Eventually, some candidates saw their exit approaching, and decided to get off the campaign trail. That may have narrowed the field, but the upheaval still continues.
Finally, we entered into the actual voting. Three candidates have won states - Santorum, Romney, and Gingrich. For the most part, the race is down to Santorum and Romney, with Gingrich playing spoiler for Santorum.
Tomorrow, Oklahoma and nine other "Super Tuesday" states will be voting. Many of you have doubtless received numerous robocalls in the past 48 hours from the various campaigns (I have received nearly a dozen), and hundreds of volunteers are waving signs or making get-out-the-vote calls for their chosen candidate across the state. Most of that will end in Oklahoma tomorrow evening, once the polls close, and the campaigns will shift their resources to other states.

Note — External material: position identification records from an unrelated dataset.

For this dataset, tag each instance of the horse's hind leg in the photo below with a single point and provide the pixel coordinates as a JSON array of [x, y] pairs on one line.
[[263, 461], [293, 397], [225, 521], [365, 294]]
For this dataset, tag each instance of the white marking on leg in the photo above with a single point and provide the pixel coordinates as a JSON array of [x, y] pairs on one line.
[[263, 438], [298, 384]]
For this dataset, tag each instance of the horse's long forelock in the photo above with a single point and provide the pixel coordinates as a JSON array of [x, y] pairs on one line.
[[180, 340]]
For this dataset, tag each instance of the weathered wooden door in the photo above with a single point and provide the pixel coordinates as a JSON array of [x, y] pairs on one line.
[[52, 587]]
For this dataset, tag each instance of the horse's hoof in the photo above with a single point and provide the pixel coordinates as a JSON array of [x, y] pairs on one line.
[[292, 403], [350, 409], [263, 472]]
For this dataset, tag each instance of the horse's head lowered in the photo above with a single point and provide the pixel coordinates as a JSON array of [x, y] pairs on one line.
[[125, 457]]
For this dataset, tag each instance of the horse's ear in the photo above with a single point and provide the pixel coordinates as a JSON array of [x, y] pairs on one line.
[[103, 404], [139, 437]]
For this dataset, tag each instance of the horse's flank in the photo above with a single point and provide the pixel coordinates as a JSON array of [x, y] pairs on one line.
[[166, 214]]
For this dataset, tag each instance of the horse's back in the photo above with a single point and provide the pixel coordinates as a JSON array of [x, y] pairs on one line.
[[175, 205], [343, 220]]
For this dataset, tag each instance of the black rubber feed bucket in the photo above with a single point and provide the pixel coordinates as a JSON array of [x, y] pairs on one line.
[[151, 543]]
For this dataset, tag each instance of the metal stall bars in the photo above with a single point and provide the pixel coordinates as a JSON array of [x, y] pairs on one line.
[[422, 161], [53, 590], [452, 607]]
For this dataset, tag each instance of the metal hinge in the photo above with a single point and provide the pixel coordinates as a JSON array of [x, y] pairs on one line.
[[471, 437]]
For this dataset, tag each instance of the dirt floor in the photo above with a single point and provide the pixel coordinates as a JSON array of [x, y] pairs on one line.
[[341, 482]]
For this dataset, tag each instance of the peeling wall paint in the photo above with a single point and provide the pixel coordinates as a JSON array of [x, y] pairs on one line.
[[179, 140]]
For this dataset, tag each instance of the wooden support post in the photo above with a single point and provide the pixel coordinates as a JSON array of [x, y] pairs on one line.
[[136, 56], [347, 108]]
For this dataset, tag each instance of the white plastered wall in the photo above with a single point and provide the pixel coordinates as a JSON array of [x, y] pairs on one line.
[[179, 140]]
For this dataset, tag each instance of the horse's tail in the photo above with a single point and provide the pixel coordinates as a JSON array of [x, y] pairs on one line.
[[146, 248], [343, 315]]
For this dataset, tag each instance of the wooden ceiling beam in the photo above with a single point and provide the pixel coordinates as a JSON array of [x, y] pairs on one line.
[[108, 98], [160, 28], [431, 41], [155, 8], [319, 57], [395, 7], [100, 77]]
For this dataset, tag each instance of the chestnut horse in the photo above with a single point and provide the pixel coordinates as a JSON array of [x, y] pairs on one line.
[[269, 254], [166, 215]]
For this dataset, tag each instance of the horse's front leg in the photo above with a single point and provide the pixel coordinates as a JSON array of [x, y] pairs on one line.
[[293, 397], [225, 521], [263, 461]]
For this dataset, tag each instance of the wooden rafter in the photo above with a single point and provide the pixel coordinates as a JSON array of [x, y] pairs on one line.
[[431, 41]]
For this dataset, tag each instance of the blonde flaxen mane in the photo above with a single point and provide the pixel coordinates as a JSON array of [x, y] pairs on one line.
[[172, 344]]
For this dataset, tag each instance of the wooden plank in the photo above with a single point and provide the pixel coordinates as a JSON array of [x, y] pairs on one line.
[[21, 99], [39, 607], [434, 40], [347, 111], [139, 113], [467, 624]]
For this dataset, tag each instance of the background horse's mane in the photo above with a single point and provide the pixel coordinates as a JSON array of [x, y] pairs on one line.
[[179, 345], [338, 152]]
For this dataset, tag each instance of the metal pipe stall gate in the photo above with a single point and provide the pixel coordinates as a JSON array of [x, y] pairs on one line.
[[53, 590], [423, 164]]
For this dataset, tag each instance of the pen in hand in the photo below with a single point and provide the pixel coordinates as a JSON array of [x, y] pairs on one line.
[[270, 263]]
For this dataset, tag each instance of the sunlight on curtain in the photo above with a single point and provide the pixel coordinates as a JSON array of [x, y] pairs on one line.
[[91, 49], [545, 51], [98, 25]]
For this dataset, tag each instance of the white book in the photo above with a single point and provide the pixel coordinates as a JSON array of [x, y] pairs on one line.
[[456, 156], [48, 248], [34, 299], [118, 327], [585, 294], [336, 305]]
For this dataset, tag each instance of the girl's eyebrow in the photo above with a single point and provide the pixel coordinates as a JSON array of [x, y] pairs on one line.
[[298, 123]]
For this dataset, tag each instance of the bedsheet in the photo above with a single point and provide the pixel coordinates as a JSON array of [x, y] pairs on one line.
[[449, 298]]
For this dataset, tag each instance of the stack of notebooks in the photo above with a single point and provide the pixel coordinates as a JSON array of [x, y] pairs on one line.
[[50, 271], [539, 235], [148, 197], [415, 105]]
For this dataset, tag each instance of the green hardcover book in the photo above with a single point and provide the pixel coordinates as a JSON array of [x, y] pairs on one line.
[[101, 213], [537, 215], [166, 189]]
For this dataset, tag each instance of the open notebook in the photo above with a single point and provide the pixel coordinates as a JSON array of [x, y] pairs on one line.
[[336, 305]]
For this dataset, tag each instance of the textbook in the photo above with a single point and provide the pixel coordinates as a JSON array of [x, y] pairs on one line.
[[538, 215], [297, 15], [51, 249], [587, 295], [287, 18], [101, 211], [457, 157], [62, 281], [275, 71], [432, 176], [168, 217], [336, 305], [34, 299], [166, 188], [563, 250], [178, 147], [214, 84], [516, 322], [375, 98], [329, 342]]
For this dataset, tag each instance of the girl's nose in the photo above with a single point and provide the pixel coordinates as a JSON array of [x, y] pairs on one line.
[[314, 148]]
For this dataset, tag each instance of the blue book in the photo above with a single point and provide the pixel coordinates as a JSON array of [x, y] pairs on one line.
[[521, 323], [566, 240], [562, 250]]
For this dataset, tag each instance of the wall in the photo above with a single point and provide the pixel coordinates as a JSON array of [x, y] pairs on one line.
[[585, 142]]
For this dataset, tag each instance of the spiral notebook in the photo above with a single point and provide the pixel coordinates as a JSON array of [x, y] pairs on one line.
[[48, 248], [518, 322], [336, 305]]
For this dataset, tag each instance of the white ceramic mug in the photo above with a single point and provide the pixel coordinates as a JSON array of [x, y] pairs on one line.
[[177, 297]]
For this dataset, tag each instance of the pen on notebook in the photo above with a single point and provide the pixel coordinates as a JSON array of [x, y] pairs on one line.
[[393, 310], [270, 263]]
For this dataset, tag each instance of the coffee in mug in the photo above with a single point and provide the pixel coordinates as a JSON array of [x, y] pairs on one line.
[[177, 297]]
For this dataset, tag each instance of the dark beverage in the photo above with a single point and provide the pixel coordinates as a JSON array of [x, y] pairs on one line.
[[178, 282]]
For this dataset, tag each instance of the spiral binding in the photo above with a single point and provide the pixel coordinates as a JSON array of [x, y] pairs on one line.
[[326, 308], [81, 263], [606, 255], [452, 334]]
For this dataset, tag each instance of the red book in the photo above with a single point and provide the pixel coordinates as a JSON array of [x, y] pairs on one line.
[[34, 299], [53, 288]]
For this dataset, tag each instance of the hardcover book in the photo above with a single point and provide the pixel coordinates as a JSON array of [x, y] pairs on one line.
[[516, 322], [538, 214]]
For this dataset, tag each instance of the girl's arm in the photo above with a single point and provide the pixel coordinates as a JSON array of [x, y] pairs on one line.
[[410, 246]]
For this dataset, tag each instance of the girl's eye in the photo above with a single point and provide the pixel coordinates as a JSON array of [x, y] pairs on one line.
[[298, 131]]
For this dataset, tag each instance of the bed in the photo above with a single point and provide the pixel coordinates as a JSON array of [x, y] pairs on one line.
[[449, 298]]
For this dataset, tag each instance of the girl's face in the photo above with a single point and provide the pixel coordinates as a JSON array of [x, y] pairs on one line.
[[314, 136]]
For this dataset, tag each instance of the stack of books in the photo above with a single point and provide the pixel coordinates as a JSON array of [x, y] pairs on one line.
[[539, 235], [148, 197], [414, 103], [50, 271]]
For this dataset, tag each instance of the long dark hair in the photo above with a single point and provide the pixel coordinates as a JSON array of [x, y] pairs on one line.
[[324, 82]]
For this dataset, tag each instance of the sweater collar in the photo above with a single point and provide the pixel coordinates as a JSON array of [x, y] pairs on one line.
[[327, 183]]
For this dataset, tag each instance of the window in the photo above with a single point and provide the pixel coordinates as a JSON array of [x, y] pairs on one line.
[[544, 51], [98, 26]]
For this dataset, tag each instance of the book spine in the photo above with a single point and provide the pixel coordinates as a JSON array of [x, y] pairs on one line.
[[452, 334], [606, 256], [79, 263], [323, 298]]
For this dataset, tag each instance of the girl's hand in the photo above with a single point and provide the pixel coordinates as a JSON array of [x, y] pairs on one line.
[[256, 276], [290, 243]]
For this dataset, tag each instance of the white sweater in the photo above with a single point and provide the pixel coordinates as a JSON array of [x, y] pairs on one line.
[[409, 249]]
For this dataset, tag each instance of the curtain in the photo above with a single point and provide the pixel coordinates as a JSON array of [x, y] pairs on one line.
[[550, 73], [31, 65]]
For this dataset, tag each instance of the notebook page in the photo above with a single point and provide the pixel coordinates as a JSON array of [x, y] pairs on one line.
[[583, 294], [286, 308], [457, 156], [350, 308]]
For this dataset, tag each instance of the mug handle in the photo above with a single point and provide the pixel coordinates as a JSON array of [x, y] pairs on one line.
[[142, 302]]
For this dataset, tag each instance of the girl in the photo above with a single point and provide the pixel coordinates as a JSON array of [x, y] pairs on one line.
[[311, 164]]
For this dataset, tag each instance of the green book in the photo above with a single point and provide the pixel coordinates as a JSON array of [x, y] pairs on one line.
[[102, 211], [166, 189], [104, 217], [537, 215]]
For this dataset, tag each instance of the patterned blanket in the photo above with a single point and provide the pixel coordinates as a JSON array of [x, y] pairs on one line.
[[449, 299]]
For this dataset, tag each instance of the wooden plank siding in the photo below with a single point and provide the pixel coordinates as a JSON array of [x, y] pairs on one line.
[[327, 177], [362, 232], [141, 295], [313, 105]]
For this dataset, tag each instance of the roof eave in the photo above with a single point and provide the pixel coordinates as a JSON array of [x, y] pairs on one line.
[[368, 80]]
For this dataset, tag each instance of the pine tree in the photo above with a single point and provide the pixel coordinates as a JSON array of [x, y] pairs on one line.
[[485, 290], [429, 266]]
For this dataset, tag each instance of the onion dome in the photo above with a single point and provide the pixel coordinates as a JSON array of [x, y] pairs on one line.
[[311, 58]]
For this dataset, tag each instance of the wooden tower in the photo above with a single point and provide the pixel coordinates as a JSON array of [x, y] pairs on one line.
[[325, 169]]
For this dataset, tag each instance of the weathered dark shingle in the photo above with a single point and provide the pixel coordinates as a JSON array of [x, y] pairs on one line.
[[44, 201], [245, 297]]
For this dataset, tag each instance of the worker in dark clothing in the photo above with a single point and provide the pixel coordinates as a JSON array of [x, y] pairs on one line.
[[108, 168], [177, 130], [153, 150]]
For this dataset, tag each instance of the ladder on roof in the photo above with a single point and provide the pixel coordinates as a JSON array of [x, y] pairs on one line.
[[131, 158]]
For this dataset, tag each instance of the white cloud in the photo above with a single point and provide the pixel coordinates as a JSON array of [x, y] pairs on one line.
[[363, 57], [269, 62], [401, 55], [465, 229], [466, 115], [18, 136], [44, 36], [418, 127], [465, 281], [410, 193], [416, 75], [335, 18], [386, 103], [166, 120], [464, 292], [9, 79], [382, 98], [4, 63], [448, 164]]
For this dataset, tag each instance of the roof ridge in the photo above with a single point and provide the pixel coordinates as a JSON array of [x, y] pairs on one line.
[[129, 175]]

In 2008, I was a strong Huckabee supporter from the very beginning. When he announced that he would not run for President, I was left without a candidate. I truly became an undecided voter, for probably the first time since I registered to vote. I bounced between Michele Bachmann, Herman Cain, Tim Pawlenty, and Rick Perry (mainly Bachmann, though).
... they all dropped out.
There are four candidates on the ballot tomorrow that are still running. The time has come to decide who to vote for.
I pick Rick Santorum.
Of the candidates left, Santorum is the one who has been a genuine, consistent, and across-the-board conservative, and carries little-to-no baggage. He is a well-rounded conservative on the issues that matter - social, fiscal, and national security.
I agree with Ron Paul on most of his fiscal policy, but I cannot reconcile my beliefs to his libertarian views on social issues and on foreign policy. Additionally, he tends to attract the worst crowd (granted, a minority, but very vocal and public), such as 9/11 Truthers, anarchists, anti-Israel and pro-drugs activists, etcetera, and he chooses campaign leaders like Al Gerhart (see the McCarville Report for all the latest on that debacle). He also endorsed radical socialist leftists Cynthia McKinney and Ralph Nader for president in 2008 (along with two other third-party candidates).
I cannot support Newt Gingrich, because of his past and current actions, statements and policy views. Gingrich has tremendous baggage that would be exploited in a general election, and I can't trust him to be a reliable conservative. He is the last person in this primary that I would vote for.
I cannot support Mitt Romney, largely (though not exclusively) due to RomneyCare. The issue of this election will be ObamaCare, and Romney cannot draw a clear enough distinction between himself and Obama on this point. Unlike Gingrich, Romney's personal life has been admirable. Like Gingrich, Romney has had liberal tendencies in healthcare, global warming, abortion, gun rights, and other issues.
Only three candidates have any degree of a shot at the nomination; Romney, Santorum, and Gingrich. Romney and Gingrich present, as Ronald Reagan said best, 'pale pastels', while Santorum offers 'bold colors'.
Fellow blogger Michael Bates has a fantastic post that goes into more detail about Santorum, and why you should support him in tomorrow's presidential primary. He also has a good synopsis of the Santorum rally in Tulsa that took place last night, which I also attended.
I have many friends who will be voting for other candidates, and I hold no ill will toward them for their choice. All of these candidates are better than President Obama. However, for me, the choice in this primary is clear. I pick Rick.